Friday, April 2, 2010

Dispelling Myths About Charities

In our popular article, Five Charity Myths Dispelled, we tacked 5 common misconceptions about charities. Last month, Ken Berger participated in a panel discussion for reporters that focused on this very topic (read some of his comments here). At that event, co-hosted by Edelman, the Chronicle of Philanthropy and The Bridgespan Group, a list titled "Top 10 Myths in Covering the Nonprofit World" was distributed. I share these with you as many donors also subscribe to these beliefs.

Here are the first 5:

  1. Myth: All nonprofits are the same.
    Reality: There is incredible diversity in the nonprofit world, from small community-based tutoring programs to museums with major endowments.
  2. Myth: The philanthropy beat is an easy one to cover.
    Reality: Covering philanthropy is demanding and requires familiarity with a broad range of issues, from arts and culture to international development.
  3. Myth: Nonprofits are dependent primarily on private funding.
    Reality: The bulk of nonprofit funding comes from government sources.
  4. Myth: Most charitable giving is to support social services.
    Reality: More than a third of private giving is to religious organizations.
  5. Myth: Information on nonprofits is not available and hard to obtain.
    Reality: Helpful information on nonprofits' finances is easily available through [Foundation Center's Form 990 Finder, Charity Navigator] and charities' tax returns (990s) are public information and very useful.


4 comments :

jgsack said...

Myth #3: the article found at the link "The bulk of nonprofit funding comes from government sources" does not really make that point, unless I missed something.
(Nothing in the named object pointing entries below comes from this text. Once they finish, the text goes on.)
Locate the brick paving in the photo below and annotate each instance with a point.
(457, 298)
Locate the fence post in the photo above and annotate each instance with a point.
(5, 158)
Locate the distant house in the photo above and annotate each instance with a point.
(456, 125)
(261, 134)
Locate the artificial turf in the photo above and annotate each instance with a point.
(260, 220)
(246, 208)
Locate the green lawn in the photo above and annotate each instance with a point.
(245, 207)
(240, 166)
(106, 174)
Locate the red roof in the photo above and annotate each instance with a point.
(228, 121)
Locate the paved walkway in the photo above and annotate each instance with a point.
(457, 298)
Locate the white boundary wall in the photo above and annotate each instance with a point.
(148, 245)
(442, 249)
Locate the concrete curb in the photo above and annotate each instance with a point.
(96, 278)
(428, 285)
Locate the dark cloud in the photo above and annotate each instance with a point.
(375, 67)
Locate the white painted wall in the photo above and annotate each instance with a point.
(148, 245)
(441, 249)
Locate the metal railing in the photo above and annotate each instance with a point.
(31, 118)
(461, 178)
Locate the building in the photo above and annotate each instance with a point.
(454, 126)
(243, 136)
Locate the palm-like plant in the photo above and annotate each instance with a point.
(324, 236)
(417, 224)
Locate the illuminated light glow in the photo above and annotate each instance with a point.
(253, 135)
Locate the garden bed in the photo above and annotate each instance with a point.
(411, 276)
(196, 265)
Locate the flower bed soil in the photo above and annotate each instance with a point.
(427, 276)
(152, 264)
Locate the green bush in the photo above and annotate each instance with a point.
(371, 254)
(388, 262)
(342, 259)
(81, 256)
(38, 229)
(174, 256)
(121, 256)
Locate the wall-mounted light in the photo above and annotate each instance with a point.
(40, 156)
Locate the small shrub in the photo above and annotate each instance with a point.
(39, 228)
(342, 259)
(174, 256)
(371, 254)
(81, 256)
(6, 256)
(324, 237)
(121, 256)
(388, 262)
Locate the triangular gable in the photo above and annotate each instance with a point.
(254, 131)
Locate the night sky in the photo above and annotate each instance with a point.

Where can I find information on the promised claim?

~jim

Sandra Miniutti said...

The Nonprofit Almanac has more specifics:

http://www.urban.org/books/nonprofit_almanac/

jseliger.com said...

Here's another: nonprofits readily collaborate merely because they can. This is particularly pernicious in the context of proposals, as we discuss in "What Exactly Is the Point of Collaboration in Grant Proposals? The Department of Labor Community-Based Job Training (CBJT) Program is a Case in Point."

John Rose said...

"Myth: Information on nonprofits is not available and hard to obtain.
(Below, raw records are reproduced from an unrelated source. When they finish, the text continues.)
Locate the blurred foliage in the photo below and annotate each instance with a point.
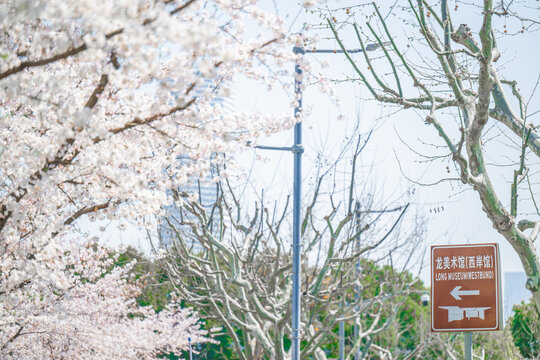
(525, 327)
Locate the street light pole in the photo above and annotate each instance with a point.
(298, 150)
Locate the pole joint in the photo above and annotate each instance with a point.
(299, 50)
(297, 149)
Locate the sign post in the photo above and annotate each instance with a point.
(465, 289)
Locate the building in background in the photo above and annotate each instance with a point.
(514, 291)
(205, 190)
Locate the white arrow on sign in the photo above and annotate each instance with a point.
(457, 293)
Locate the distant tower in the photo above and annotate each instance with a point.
(205, 191)
(514, 291)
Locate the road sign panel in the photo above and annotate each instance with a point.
(465, 288)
Reality: Helpful information on nonprofits' finances is easily available through [Foundation Center's Form 990 Finder, Charity Navigator] and charities' tax returns (990s) are public information and very useful.


But really how much does this tell us about the way these organizations are run? If the only information you had on Coca-Cola or Google was their tax returns, would you be able to accurately assess their long-term viability or corporate strategy? If Warren Buffett were limited only to tax returns as a basis for making his investment decisions, would he ever have been successful?